Signal Combination #4: Another factor that comes into play is signal polarization, as illustrated in the fourth graphic. Not only will signals travel by different path lengths and have variable phase relationships, but the orientation of the electric field oscillations gets scrambled during skip propagation, too. Signals arriving at the receiving antenna with a polarization identical to the antenna’s polarization will produce relatively strong signals (red waveform) as compared to signals arriving with unaligned polarization (blue waveform).
So, consider that a receiving antenna may combine two, three, dozens, or thousands of signals arriving via different path lengths, and the phase relationships of all those different waves will be combined into some signal strength at the antenna. Consider further that the polarization of those signals will all be somewhat different, contributing yet more variability into the antenna’s summation function.

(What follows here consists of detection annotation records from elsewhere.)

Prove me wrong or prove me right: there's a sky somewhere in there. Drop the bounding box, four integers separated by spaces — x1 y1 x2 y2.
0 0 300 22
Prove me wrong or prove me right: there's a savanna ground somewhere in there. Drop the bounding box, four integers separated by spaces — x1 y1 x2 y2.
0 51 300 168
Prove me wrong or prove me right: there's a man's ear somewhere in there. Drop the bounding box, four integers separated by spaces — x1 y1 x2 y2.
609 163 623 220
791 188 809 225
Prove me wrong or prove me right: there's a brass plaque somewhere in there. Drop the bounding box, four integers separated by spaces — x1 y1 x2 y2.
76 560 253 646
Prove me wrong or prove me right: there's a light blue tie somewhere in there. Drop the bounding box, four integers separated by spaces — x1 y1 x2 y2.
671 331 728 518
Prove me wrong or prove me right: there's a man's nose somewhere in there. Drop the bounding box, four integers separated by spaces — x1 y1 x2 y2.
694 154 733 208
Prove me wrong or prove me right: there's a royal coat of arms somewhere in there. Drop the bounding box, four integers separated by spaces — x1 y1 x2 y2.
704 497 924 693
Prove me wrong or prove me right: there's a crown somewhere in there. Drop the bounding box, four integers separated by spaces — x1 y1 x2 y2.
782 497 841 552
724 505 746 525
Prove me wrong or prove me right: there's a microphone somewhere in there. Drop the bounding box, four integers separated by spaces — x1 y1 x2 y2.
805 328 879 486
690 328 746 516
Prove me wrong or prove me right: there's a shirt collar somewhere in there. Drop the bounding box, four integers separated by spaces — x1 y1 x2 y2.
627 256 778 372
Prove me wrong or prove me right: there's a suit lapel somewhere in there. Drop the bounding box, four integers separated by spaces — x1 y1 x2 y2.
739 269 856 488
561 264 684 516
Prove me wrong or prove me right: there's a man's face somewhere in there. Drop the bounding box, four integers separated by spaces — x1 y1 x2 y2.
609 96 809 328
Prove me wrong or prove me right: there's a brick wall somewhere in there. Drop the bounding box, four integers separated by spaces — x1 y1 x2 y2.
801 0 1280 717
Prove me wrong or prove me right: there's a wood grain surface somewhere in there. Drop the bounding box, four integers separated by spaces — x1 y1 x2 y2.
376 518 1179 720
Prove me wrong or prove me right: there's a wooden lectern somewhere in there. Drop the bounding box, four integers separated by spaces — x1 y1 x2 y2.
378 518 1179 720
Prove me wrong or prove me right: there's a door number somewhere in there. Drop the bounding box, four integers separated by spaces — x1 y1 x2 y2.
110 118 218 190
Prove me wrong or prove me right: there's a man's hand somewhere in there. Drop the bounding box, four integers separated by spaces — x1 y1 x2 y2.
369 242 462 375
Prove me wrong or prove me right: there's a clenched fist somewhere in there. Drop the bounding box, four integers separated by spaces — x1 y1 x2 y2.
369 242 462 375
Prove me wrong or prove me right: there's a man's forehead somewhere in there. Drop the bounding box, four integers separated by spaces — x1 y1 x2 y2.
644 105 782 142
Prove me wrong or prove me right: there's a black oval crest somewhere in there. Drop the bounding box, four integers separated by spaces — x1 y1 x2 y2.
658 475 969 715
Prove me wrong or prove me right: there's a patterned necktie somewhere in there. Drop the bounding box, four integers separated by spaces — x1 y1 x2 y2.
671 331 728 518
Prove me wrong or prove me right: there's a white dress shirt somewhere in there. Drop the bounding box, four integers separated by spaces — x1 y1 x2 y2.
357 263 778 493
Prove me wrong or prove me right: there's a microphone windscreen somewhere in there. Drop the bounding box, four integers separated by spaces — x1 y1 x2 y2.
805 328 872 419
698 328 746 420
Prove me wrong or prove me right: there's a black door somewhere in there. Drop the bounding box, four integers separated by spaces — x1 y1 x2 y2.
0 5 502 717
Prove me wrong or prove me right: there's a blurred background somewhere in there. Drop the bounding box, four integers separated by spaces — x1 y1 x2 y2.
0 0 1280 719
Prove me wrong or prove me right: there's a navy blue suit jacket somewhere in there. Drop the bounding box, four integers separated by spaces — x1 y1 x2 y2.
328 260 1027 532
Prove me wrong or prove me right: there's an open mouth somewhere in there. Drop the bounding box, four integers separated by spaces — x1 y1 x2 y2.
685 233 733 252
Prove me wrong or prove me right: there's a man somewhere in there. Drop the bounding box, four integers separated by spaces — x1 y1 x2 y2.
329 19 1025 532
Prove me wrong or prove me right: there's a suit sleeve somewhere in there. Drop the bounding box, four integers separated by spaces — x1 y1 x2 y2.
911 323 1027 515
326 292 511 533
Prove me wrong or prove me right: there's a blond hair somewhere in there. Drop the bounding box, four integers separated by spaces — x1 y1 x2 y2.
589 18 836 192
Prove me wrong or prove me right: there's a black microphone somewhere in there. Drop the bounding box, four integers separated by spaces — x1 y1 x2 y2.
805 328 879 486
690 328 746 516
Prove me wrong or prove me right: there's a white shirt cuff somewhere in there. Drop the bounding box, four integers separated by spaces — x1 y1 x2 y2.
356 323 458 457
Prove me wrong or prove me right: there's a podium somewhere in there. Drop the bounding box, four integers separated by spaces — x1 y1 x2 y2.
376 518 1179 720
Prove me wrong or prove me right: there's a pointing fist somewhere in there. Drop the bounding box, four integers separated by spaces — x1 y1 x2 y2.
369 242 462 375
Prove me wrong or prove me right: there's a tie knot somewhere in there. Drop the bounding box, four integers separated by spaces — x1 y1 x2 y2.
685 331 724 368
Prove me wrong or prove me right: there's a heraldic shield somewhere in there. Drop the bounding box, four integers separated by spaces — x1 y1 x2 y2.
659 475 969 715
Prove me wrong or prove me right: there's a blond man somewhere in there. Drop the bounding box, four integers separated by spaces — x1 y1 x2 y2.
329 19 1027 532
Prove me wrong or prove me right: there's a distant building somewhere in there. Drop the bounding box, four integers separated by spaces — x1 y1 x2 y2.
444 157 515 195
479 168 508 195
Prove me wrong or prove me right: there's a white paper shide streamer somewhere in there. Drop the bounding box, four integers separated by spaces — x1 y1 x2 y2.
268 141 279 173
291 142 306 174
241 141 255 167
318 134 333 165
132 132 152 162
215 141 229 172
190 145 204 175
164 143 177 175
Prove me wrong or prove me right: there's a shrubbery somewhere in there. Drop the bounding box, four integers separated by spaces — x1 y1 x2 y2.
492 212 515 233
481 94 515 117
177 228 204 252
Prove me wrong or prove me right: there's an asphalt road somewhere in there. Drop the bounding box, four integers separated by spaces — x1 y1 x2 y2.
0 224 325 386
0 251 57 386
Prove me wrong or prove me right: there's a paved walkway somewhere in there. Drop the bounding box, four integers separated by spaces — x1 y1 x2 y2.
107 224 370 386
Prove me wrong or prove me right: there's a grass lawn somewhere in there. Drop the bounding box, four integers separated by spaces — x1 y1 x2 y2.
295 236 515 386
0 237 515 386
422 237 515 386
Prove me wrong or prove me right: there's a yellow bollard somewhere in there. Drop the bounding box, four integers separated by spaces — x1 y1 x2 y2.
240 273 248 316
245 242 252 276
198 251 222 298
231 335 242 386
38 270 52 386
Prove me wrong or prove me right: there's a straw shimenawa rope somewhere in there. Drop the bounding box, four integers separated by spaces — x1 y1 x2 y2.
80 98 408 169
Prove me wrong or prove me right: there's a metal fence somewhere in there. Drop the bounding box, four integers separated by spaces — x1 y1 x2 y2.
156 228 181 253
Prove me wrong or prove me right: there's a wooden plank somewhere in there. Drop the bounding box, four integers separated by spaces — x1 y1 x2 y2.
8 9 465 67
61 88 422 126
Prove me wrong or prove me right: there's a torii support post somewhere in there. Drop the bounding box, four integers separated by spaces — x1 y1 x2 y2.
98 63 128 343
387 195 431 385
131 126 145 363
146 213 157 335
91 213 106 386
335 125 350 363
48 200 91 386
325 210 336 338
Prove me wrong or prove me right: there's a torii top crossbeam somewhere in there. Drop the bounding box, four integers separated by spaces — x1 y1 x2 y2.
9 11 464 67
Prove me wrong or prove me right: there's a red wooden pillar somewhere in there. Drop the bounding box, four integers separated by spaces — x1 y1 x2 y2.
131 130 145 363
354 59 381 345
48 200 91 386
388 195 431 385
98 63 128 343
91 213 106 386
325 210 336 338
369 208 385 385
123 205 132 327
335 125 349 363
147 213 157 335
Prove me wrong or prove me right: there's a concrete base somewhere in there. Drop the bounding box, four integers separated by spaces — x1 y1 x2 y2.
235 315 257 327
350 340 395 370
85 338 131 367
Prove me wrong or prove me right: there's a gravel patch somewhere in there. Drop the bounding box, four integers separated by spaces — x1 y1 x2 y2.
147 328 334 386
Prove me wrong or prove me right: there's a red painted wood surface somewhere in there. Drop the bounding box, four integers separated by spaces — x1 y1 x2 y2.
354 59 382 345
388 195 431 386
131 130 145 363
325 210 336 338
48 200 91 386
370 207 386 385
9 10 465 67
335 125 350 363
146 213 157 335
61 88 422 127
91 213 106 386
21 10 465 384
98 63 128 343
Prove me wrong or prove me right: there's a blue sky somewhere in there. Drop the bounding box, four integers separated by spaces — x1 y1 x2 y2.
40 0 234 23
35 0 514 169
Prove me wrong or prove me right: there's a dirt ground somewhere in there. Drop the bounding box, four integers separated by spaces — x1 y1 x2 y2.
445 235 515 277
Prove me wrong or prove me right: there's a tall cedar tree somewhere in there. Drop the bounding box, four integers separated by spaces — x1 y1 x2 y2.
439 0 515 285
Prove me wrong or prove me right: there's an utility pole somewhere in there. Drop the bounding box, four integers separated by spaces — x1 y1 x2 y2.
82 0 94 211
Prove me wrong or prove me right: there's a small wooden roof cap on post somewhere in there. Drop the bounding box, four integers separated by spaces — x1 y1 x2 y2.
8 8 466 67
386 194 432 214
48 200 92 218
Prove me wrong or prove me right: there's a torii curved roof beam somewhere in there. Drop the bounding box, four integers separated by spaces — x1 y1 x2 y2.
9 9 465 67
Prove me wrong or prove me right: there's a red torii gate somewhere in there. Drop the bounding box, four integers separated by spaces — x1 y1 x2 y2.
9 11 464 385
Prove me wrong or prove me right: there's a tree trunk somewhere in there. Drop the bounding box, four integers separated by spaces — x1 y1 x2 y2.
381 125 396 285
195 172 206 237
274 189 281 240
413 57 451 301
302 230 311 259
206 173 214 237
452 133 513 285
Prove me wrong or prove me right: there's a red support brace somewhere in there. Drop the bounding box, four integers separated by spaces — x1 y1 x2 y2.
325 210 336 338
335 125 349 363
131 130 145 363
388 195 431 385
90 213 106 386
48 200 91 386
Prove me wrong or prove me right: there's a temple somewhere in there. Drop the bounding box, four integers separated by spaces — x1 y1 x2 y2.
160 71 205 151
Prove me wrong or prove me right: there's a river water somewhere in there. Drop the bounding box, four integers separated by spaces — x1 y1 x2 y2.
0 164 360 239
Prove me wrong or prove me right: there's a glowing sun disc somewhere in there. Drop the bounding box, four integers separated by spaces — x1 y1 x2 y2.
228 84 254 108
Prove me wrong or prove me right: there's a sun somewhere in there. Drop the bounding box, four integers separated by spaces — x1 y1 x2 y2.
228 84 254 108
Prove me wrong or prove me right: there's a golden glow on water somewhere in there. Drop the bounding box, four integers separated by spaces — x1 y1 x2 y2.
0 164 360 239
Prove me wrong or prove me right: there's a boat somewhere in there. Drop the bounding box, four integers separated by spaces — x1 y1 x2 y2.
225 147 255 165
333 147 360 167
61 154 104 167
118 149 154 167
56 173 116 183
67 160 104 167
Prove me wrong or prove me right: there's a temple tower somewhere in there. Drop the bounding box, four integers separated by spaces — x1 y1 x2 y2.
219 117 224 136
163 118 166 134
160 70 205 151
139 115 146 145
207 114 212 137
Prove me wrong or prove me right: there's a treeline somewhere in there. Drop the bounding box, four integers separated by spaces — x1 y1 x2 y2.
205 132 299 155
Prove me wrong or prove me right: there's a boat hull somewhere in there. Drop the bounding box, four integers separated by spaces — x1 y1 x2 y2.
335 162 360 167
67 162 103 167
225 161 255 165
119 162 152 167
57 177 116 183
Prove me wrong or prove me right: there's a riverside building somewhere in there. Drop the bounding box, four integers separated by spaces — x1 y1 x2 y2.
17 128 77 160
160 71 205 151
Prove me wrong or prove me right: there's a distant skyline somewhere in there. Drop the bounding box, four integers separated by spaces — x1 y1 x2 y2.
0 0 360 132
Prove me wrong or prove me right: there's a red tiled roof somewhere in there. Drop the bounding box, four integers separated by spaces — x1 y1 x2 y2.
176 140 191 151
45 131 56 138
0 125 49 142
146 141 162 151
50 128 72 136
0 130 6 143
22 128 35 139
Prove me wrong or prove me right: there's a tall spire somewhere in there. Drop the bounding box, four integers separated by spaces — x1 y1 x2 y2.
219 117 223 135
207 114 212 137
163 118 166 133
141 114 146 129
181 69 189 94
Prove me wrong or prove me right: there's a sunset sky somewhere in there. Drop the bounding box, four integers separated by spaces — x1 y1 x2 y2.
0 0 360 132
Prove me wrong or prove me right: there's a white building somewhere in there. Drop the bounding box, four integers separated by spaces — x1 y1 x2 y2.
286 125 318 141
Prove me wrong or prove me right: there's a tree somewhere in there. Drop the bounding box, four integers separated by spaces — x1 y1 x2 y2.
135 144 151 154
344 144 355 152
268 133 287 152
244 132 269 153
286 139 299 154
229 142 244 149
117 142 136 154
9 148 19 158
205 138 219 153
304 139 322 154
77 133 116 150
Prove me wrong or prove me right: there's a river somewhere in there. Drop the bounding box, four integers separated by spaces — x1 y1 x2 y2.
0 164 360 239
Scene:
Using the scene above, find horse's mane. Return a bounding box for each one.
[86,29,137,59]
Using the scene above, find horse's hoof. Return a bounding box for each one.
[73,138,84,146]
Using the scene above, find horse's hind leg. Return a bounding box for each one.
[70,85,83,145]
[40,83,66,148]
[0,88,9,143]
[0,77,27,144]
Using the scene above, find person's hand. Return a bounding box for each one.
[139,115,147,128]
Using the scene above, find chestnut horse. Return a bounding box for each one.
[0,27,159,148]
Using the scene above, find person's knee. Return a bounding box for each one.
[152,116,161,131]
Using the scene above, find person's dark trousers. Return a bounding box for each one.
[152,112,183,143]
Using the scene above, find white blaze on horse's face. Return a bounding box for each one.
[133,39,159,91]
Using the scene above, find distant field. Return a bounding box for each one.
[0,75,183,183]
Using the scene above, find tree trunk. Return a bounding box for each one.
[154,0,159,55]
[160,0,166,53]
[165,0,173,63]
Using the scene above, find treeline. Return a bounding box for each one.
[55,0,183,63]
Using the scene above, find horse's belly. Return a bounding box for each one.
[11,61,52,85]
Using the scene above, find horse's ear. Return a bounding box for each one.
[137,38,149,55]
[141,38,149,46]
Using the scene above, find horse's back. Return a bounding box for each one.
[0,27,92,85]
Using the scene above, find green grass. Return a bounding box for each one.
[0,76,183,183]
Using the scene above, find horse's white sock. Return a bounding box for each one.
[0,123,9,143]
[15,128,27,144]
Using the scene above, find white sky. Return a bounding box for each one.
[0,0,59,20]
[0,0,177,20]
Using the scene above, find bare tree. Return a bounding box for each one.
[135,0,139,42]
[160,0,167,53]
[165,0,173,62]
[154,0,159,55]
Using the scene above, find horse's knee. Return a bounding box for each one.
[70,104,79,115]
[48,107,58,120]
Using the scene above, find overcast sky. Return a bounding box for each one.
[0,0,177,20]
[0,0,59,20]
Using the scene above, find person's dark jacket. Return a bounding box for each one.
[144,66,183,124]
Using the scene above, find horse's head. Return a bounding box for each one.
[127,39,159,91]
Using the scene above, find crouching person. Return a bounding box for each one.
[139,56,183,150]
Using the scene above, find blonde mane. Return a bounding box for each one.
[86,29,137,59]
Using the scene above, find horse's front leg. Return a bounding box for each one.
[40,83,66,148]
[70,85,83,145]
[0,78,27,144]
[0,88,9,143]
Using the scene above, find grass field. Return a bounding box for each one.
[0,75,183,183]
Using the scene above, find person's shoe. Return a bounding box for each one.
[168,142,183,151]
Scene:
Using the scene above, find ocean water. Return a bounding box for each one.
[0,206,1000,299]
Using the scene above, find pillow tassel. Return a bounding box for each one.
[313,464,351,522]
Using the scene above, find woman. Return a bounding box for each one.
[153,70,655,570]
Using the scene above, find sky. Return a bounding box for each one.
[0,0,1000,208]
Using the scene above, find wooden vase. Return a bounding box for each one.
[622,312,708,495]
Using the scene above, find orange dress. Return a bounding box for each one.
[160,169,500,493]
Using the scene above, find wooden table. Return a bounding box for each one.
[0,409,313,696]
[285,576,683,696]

And finally, consider that as ionospheric conditions of density and ion cloud location shift over time, and even as items on the earth from which signals may reflect move along the surface (ground vehicles, for instance), both the arrival phase relationships and the polarizations will change and shift from moment to moment! The result at the receiving antenna is a moment-to-moment variation in the summation signal strength that produces an irregular fading of signals.
The answer to Technician Class question T3A08, “What is a likely cause of irregular fading of signals propagated by the ionosphere?” is “D. Random combining of signals arriving via different paths.”